Medan dakwah yang dijalani Buminata menyasar pada para petani yang secara umum beraktivitas di pagi sampai siang hari. Untuk itu, pengajiannya diselenggarakan di waktu-waktu tertentu, menyesuaikan dengan keadaan sekitarnya. Tindakan Buminata juga diikuti oleh pengikutnya, para mantan pasukan Mataram yang menyertainya dengan setia. Setelah tidak lagi berperang, Buminata memerintahkan mereka untuk membantu meringankan kesusahan warga dengan membangun fasilitas umum.
Mengabdi di Mandiraja adalah jalan sunyi yang dipilihnya. Di kala semua pangeran Jawa sedang berebut kursi kuasa, Buminata memilih meninggalkan riuhnya panggung politik di Kotaraja. Ia tak lagi menginginkan kemegahan duniawi, ia memilih menjadi pamong dan guru masyarakat. Bagi Buminata, politik adalah melayani masyarakat tanpa memandang kasta atau kelas.

Sosok yang jejaknya tersembunyi  dan berkiprah di masa lampau seperti Buminata sudah sepatutnya terus diangkat melalui tulisan. Agar generasi berikutnya dapat belajar dan menyelami apa yang sudah di gagas sebelumnya. Tulisan-tulisan itu akan menjadi kekayaan literatur dalam pendidikan, sehingga akan meminimalisir kealpaan dalam mengingat sejarah.

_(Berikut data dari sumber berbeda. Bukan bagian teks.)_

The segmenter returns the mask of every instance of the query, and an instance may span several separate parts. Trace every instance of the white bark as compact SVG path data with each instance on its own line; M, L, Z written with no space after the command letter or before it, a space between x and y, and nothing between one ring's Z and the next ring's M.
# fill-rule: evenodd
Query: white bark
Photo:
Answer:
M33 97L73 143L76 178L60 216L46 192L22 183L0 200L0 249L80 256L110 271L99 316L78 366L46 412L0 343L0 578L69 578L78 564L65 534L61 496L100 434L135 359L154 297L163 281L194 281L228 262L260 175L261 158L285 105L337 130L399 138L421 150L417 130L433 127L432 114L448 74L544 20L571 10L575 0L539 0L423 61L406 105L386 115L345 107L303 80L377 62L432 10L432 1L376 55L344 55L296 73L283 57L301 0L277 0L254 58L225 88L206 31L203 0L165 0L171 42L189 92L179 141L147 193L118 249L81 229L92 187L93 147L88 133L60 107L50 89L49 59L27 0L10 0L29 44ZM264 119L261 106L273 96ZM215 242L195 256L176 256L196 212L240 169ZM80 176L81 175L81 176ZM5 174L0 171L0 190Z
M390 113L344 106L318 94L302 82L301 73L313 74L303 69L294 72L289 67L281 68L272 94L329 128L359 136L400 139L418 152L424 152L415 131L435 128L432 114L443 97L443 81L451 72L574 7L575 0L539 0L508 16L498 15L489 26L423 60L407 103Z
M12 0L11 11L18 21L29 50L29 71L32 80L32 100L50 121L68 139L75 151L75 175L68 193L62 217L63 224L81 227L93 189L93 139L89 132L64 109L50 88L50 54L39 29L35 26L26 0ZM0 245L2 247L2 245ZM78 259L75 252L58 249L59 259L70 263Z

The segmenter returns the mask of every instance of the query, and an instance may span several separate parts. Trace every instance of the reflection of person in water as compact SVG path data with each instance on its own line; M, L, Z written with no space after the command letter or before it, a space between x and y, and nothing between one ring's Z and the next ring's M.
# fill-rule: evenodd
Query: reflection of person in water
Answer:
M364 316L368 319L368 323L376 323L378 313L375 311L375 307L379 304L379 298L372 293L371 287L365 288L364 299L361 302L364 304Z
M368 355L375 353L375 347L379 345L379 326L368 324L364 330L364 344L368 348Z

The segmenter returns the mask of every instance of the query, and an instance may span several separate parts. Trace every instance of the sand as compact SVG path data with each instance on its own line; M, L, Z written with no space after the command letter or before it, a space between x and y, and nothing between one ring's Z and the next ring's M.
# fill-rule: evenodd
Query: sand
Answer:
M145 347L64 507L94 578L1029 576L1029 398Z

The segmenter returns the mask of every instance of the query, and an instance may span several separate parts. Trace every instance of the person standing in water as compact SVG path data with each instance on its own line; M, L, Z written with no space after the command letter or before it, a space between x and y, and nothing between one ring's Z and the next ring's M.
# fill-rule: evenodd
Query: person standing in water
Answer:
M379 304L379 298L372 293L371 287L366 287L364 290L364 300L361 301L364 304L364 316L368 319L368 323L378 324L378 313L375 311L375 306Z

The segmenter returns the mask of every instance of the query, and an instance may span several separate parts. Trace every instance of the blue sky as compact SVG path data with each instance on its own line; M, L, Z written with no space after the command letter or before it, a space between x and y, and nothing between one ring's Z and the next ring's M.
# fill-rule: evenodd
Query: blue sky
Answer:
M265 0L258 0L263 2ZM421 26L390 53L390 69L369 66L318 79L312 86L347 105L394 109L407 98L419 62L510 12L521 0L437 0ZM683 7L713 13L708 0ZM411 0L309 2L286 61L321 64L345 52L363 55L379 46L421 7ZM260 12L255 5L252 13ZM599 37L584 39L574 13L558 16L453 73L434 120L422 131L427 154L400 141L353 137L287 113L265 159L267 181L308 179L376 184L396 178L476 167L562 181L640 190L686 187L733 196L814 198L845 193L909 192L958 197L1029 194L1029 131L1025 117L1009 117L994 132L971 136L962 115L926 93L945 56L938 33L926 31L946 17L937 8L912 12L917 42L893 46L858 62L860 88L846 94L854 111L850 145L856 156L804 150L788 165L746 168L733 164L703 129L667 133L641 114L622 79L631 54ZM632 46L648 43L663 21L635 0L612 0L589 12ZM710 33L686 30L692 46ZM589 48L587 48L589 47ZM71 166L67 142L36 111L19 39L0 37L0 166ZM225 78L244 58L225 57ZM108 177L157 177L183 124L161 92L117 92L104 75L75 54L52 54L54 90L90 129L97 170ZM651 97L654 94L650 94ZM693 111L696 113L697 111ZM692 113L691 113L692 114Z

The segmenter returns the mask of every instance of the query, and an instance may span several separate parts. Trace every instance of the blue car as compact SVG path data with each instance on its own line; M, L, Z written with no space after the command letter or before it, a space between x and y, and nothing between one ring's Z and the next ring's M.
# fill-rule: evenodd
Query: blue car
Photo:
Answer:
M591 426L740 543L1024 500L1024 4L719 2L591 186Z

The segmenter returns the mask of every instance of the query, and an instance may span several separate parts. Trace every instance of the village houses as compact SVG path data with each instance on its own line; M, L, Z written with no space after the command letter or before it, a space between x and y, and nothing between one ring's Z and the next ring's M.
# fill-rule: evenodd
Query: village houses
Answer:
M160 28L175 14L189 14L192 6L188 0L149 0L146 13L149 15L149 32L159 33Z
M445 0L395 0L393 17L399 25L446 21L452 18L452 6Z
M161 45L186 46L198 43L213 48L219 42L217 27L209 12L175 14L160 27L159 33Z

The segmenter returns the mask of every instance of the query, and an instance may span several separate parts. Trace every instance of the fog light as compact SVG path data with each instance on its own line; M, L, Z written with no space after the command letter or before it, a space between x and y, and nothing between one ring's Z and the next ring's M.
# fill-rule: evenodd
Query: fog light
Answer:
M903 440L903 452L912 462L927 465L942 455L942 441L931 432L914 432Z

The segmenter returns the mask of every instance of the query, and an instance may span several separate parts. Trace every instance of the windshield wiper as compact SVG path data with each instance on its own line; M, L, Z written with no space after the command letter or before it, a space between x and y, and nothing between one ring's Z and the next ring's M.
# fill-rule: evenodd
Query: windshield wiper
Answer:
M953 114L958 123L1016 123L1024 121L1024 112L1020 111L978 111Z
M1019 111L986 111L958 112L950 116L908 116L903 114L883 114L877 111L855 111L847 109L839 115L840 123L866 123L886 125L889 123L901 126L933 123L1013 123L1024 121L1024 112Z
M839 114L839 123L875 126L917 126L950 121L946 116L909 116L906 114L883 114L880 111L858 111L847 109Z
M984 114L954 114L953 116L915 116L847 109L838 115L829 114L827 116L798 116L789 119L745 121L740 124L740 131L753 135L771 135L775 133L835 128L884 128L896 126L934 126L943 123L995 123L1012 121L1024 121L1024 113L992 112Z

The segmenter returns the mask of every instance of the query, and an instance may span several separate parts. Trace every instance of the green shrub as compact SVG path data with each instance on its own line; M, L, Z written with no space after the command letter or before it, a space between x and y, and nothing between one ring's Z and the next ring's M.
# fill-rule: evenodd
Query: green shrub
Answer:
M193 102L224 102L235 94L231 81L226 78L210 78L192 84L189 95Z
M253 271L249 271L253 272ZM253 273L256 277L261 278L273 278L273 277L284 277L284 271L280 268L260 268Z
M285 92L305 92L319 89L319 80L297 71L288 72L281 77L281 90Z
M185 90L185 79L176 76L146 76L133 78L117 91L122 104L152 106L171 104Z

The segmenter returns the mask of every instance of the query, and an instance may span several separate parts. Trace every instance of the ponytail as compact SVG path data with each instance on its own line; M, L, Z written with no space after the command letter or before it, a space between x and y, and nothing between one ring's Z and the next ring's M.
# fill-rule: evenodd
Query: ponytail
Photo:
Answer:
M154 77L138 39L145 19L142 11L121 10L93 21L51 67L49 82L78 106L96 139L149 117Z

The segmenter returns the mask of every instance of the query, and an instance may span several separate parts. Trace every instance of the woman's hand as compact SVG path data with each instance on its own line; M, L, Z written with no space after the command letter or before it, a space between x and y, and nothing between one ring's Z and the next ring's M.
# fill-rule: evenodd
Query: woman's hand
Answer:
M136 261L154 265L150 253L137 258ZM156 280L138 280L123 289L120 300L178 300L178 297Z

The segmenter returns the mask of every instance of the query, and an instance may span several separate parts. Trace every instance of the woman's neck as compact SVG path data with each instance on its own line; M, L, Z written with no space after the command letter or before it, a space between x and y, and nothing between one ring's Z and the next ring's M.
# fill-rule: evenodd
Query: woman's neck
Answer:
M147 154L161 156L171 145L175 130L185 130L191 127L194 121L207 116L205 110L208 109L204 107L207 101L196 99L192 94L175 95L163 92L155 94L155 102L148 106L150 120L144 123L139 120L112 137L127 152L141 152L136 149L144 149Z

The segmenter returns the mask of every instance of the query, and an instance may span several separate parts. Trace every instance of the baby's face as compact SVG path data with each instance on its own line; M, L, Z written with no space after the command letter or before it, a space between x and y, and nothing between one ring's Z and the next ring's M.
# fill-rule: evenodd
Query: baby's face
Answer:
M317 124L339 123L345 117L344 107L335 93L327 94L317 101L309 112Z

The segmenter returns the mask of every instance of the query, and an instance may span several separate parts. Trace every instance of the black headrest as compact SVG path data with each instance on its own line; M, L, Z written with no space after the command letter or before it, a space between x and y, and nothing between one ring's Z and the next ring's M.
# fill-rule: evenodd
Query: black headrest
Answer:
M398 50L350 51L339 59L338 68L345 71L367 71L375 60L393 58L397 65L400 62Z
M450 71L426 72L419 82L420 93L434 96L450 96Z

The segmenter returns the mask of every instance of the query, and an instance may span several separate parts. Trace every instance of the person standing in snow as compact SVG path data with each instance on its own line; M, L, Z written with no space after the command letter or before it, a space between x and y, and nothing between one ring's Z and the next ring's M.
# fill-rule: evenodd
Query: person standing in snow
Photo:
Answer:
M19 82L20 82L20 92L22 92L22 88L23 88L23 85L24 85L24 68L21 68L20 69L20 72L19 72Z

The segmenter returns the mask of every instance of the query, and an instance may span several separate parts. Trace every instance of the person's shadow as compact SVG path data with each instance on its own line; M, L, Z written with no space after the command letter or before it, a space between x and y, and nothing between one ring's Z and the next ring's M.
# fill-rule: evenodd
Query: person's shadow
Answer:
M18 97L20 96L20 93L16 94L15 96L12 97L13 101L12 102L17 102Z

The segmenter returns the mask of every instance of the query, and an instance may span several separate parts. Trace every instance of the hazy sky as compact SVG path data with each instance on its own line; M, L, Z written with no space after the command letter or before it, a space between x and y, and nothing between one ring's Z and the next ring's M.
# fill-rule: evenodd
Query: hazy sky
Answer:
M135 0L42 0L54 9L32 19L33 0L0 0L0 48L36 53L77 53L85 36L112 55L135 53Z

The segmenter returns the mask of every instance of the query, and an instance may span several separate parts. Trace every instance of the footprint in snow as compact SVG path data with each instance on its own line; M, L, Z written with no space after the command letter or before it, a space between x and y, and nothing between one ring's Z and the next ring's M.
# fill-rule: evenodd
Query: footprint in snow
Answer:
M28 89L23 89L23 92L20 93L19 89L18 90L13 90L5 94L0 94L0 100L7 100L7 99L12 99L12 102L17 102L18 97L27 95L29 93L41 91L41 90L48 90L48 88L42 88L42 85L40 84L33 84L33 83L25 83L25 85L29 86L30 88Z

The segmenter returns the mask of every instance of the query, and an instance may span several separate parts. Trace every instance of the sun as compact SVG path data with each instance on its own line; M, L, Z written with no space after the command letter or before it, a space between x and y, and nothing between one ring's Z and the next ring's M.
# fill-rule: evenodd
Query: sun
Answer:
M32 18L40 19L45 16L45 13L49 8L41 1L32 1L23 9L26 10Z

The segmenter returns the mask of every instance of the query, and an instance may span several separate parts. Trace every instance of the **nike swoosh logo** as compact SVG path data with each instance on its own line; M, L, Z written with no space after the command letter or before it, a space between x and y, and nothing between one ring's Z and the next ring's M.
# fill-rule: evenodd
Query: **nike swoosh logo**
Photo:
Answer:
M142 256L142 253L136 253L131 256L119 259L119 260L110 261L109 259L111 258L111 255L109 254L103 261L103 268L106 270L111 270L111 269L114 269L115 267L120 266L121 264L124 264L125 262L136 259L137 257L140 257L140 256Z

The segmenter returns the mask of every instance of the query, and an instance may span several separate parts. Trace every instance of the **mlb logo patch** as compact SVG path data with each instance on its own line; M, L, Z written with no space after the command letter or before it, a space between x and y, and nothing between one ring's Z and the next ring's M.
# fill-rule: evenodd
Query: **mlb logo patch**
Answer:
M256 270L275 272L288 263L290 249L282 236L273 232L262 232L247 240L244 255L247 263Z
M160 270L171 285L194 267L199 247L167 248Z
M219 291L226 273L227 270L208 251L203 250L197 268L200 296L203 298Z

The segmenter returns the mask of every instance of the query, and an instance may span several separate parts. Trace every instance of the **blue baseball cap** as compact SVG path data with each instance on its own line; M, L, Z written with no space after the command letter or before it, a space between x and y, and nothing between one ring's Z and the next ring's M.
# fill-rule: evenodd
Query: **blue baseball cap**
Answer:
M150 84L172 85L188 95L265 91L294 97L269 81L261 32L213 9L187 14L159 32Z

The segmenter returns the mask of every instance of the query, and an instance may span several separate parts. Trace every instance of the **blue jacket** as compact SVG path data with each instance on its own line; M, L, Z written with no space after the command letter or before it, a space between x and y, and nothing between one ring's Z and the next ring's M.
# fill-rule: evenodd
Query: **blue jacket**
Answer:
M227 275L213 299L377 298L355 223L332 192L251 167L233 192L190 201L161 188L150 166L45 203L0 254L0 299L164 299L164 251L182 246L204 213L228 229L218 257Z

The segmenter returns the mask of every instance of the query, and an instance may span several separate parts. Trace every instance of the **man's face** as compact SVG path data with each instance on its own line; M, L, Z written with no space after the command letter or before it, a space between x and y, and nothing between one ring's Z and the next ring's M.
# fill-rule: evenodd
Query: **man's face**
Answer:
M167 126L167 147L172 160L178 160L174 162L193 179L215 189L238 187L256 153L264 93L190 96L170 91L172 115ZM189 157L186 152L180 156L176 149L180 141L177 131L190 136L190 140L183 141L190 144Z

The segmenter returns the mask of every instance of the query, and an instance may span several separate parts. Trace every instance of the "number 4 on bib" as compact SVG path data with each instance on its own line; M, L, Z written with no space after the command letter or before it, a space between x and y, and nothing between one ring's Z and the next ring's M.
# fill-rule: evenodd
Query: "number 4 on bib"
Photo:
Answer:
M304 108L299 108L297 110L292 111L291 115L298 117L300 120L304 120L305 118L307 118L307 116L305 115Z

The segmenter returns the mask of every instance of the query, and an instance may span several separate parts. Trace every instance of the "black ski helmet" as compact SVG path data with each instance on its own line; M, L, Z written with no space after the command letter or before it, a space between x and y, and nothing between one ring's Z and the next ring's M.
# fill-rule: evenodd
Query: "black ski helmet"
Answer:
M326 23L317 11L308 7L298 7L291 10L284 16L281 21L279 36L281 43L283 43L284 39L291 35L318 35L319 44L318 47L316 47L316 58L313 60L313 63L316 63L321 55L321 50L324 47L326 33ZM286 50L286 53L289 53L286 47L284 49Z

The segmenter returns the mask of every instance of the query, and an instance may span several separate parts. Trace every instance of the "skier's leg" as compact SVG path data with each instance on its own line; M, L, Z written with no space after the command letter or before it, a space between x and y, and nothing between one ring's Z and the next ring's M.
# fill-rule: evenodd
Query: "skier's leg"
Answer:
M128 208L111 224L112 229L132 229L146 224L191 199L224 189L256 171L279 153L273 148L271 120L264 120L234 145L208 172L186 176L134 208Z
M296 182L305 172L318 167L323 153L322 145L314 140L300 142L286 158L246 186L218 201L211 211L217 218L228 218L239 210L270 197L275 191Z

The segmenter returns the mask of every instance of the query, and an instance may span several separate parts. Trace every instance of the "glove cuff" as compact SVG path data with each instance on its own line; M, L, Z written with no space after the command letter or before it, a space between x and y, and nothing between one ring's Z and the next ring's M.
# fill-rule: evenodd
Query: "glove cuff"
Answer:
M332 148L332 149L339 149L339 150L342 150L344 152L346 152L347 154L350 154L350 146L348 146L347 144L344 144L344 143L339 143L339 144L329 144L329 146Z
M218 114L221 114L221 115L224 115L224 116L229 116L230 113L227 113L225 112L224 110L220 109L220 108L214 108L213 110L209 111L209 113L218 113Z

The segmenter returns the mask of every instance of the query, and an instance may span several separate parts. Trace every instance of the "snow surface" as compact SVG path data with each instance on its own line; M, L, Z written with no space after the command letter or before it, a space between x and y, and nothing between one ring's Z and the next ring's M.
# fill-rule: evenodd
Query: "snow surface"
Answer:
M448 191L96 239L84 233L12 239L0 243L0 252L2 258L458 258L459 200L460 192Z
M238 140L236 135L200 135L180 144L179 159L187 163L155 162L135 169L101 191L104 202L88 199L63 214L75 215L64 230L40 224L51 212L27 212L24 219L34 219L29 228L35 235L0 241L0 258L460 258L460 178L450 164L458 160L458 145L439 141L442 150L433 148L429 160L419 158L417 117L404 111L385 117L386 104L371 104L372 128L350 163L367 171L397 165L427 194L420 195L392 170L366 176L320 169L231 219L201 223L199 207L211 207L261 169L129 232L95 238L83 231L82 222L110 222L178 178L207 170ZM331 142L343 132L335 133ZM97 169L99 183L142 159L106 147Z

Buku ini cukup bisa menjelaskan gambaran umum mengapa Buminata sampai di Pemalang. Akan tetapi, detail sejarah yang disajikan kurang lengkap karena minimnya sumber data yang ditemukan oleh penulis. Hal itu diakibatkan oleh polemik politik yang melingkupi Buminata itu sendiri, mengingat putra Amangkurat III dan keturunannya diburu serta dihabisi untuk melanggengkan kekuasaan pada saat itu. Sehingga jejak-jejak Buminata masih sulit diungkap dengan sempurna. Namun demikian, banyak pelajaran yang dapat kita ambil dengan membaca buku ini terutama bagaimana menggeser hasrat politik kekuasaan menjadi kemanusiaan.